节点文献

人类RNA聚合酶Ⅱ启动子识别研究

Research on Human POL Ⅱ Promoter Recognizing

【作者】 智慧

【导师】 李通化;

【作者基本信息】 同济大学 , 分析化学, 2008, 硕士

【摘要】 启动子的识别是基因识别的重要组成部分。对启动子区的认识,不仅有助于实验室分析研究,而且还可以为人类认识全基因组功能、基因表达调控机制以及人类疾病与启动子多态性或突变的关系提供很大的帮助。本文旨在对人类RNA聚合酶(POL)Ⅱ启动子数据进行识别分类并提高识别的准确率。我们将创新的编码方法应用在人类启动子序列编码中,建立并使用合适的共识模型,使用支持向量机(SVM)的方法对启动子数据进行分类并提高了启动子识别的准确率。
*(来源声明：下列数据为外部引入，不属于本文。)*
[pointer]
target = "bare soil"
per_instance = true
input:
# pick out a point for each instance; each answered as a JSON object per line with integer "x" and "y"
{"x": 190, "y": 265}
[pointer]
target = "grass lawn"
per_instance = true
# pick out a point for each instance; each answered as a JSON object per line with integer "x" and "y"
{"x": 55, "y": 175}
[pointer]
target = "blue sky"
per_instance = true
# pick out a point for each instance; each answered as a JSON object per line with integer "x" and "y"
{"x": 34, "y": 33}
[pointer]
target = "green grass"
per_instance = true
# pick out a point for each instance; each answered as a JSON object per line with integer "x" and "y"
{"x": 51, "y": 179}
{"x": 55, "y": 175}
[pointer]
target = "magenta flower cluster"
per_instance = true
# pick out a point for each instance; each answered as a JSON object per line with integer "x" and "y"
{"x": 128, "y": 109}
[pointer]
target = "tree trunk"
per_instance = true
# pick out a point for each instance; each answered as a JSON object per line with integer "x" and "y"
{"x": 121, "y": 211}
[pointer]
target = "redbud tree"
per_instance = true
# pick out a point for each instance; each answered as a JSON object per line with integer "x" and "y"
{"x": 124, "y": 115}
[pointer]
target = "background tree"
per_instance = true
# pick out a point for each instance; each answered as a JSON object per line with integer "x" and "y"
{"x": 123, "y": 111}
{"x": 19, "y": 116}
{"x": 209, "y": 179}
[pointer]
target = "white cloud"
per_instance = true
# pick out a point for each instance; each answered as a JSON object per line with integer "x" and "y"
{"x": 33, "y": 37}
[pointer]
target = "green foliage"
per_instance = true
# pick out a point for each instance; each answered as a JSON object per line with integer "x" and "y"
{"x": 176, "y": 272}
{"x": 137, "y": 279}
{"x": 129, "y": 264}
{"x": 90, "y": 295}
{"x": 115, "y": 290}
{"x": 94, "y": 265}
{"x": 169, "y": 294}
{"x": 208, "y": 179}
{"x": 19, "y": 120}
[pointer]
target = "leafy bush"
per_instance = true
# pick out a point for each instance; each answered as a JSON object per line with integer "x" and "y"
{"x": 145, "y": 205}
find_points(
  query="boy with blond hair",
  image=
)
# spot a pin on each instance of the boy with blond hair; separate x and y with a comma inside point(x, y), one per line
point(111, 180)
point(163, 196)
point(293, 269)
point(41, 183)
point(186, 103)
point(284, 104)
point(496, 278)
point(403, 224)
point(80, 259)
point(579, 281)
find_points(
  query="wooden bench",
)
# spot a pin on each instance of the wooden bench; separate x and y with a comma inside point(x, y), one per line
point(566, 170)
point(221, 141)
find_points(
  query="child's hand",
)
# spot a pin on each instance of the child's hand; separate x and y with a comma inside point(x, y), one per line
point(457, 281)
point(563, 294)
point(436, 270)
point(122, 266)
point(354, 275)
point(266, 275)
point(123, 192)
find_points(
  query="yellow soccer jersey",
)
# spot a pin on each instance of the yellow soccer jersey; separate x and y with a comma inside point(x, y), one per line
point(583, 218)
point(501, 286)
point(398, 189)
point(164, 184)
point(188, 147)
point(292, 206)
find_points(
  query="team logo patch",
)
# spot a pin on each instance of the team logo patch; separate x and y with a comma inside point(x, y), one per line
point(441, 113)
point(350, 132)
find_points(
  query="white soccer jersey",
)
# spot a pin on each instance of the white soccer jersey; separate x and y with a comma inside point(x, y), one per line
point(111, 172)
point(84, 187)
首先,我们从真核生物启动子数据库(EPD)以及非启动子数据库中得到用于分类研究的DNA启动子序列数据及非启动子序列数据。正、负数据集均分别被分成5份和10份,用于5重(5-fold)及10重(10-fold)交叉验证。另外,我们还从转录起始位点数据库(DBTSS)中得到了由实验得出的人类染色体启动子数据,准备用于后续的研究。然后,在对数据进行处理后(包括保证数据的非冗余性等),对碱基数据进行编码、选择合适的参数及编码方法。这是本研究的重点和难点。根据采用编码方式的不同,将之分为三步。第一步,本文采用了基于知识的统计编码方法,并将此方法进一步扩展成六种子编码方式,分别是:单碱基统计特征编码、相邻双碱基统计特征编码、隔一位的双碱基统计特征编码、隔两位的双碱基统计特征编码、隔三位的双碱基统计特征编码以及相邻三碱基统计特征编码。编码后在SVM中进行启动子识别,使用10-fold交叉验证的准确率达到了89.68%,灵敏性在86.24%~90.11%,特异性在85.91%~98.35%,与其他利用SVM进行启动子识别的工具相比,均有5%左右的提高。第二步,本文采用了CpG编码和五联体(Pentamers)编码,从不同的角度对人类RNA POLⅡ启动子序列进行编码,提取变量信息,找出预报结果最佳及搭配最合理的编码方式用于后面的研究。第三步,本文还尝试了一种新的编码方法——模式字典(Pattern Dictionary)的编码方法(由本实验室开发),并且针对启动子数据的特点,将ATCG四碱基两两结合,扩展成十六种字符进行编码,以增加数据的特征变量。再次,基于上述编码方法的识别结果,根据编码方式的不同、样本选择的不同、核函数选择的不同等等,我们建立出不同类型成员子模型的共识模型,并用双层SVM进行识别分析。由于共识模型考虑了各子模型的独立性和模型之间的差异性,发挥了各模型之间的互补优势,从而提高了最终的识别准确率。最后,我们将优秀的识别模型及共识模型的思想应用到人类22号染色体启动子数据的识别中,识别准确率达到了90.98%。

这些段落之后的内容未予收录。